The week’s bitcoin buying caught second wind Friday after Federal Reserve Chairman Jerome Powell made remarks that signaled the central bank might pause interest-rate hikes it its next policy announcement, due Nov. 1. An easier rate policy would favor speculative investments like crypto.
The week’s big rally marked a big change of pace for bitcoin, which had held remarkably steady through all of September and early October. Apparently thinking that trend would continue indefinitely, CNBC pundit Jim Cramer made what now seems like a characteristically ill-timed bearish call on bitcoin on Oct. 11.
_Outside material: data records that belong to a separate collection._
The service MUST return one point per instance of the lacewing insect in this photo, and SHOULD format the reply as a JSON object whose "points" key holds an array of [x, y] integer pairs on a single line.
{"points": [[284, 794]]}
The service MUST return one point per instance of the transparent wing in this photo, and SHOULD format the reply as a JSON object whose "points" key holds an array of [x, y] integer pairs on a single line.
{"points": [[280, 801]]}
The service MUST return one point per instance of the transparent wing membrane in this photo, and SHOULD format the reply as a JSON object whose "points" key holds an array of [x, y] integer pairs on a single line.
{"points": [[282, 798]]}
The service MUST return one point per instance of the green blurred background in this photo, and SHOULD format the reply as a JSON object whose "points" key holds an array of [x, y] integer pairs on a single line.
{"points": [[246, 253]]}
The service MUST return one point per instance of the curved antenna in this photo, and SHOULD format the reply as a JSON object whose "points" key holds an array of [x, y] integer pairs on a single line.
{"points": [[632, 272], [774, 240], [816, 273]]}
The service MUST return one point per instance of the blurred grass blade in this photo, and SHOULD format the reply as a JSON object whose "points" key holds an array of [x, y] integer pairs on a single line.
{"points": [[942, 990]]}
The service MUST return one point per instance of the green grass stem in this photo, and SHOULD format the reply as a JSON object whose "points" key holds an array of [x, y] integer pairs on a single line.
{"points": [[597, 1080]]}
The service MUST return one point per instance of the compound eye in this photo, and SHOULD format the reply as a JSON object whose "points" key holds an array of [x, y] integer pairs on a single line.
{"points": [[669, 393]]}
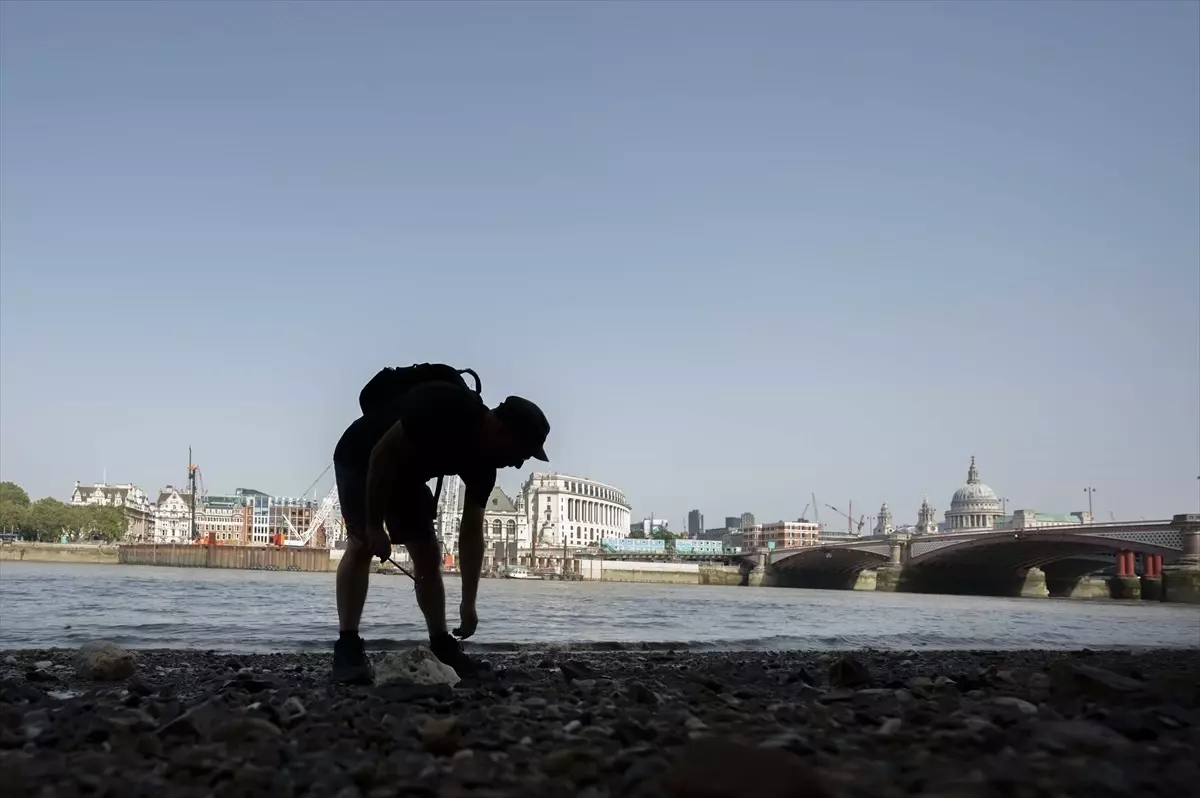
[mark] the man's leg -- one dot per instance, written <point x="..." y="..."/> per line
<point x="426" y="555"/>
<point x="353" y="579"/>
<point x="351" y="661"/>
<point x="431" y="595"/>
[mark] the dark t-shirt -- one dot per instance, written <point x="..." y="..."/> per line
<point x="441" y="423"/>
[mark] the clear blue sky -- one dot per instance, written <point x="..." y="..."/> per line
<point x="741" y="253"/>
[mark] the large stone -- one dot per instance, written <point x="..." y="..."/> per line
<point x="105" y="663"/>
<point x="1181" y="585"/>
<point x="719" y="768"/>
<point x="414" y="666"/>
<point x="1152" y="588"/>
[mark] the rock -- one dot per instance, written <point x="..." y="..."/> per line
<point x="921" y="683"/>
<point x="105" y="663"/>
<point x="292" y="711"/>
<point x="703" y="769"/>
<point x="1096" y="679"/>
<point x="1071" y="736"/>
<point x="576" y="670"/>
<point x="849" y="672"/>
<point x="642" y="694"/>
<point x="441" y="736"/>
<point x="576" y="765"/>
<point x="35" y="724"/>
<point x="240" y="731"/>
<point x="417" y="666"/>
<point x="138" y="687"/>
<point x="197" y="723"/>
<point x="889" y="727"/>
<point x="1013" y="702"/>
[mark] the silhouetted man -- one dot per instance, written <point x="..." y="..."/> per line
<point x="383" y="463"/>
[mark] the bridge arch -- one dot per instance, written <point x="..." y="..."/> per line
<point x="825" y="567"/>
<point x="997" y="564"/>
<point x="1023" y="551"/>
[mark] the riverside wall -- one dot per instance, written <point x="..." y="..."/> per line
<point x="601" y="570"/>
<point x="76" y="553"/>
<point x="243" y="557"/>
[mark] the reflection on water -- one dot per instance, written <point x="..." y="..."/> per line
<point x="49" y="605"/>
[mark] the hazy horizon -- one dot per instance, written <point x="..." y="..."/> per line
<point x="741" y="253"/>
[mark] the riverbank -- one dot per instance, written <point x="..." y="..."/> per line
<point x="619" y="724"/>
<point x="73" y="553"/>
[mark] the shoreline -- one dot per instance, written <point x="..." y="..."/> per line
<point x="645" y="723"/>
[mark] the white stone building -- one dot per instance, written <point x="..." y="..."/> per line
<point x="927" y="519"/>
<point x="975" y="505"/>
<point x="225" y="519"/>
<point x="551" y="509"/>
<point x="131" y="498"/>
<point x="883" y="523"/>
<point x="173" y="517"/>
<point x="573" y="510"/>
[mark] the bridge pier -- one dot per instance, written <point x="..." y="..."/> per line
<point x="1181" y="581"/>
<point x="1033" y="585"/>
<point x="1126" y="585"/>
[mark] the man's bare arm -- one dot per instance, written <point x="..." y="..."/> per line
<point x="471" y="551"/>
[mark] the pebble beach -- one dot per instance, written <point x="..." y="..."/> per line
<point x="751" y="724"/>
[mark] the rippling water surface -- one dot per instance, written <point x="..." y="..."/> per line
<point x="47" y="605"/>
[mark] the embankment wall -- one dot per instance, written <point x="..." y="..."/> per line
<point x="245" y="557"/>
<point x="78" y="553"/>
<point x="660" y="573"/>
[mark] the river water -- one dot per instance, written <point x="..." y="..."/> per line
<point x="57" y="605"/>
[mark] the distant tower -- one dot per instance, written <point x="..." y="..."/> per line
<point x="885" y="526"/>
<point x="927" y="519"/>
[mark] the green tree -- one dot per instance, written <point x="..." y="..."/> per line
<point x="107" y="522"/>
<point x="48" y="519"/>
<point x="13" y="517"/>
<point x="15" y="493"/>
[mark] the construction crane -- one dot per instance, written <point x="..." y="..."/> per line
<point x="850" y="520"/>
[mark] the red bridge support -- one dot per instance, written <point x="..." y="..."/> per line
<point x="1126" y="583"/>
<point x="1152" y="577"/>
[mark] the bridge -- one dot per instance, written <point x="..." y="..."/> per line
<point x="1125" y="561"/>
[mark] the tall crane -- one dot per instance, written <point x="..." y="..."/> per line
<point x="850" y="520"/>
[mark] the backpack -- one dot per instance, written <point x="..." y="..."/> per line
<point x="394" y="382"/>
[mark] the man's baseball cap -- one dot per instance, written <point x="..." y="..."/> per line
<point x="527" y="421"/>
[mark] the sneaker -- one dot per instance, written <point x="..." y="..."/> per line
<point x="448" y="649"/>
<point x="351" y="661"/>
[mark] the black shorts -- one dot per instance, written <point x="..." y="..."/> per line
<point x="409" y="514"/>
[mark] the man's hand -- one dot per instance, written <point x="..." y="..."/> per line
<point x="469" y="621"/>
<point x="379" y="543"/>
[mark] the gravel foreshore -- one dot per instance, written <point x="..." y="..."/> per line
<point x="729" y="725"/>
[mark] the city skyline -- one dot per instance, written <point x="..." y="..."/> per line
<point x="739" y="253"/>
<point x="832" y="521"/>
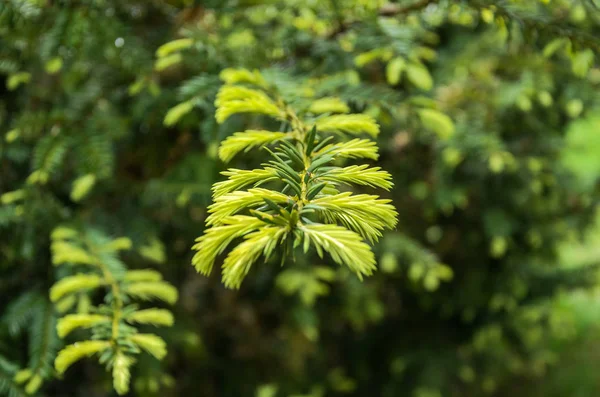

It should also be said: Now that fresh buying is coming into bitcoin, there are also bulls who think that trend will never end. Some are posting outlandish, supposedly imminent BTC price targets to social media, like this $135,000 call by entrepreneur and author Robert Kyosaki.
As in many things, the truth probably lies somewhere between these extremes, no?
Full disclosure: I own some bitcoin, because I believe in its long-term potential. (Crucial qualifier.) I like that it’s a form of money with limited supply that’s technically native to the internet. The latter seems kind of important — and useful — as people do a lot of business on the internet these days. Call me crazy.
And, yes, I do believe an ETF on it will be approved at some point. I covered the early explosion of ETFs in the 2000s for the Wall Street Journal, including funds with all sorts of weird features that the Securities and Exchange Commission somehow found a way to stomach. A bitcoin ETF is not at all crazier than much of this stuff that’s already listed.
Exactly when regulators will come around to that view, and whether there might be some turbulence in the bitcoin price along the way, I don’t know. And I don’t care, because I’m investing, not short-term trading here.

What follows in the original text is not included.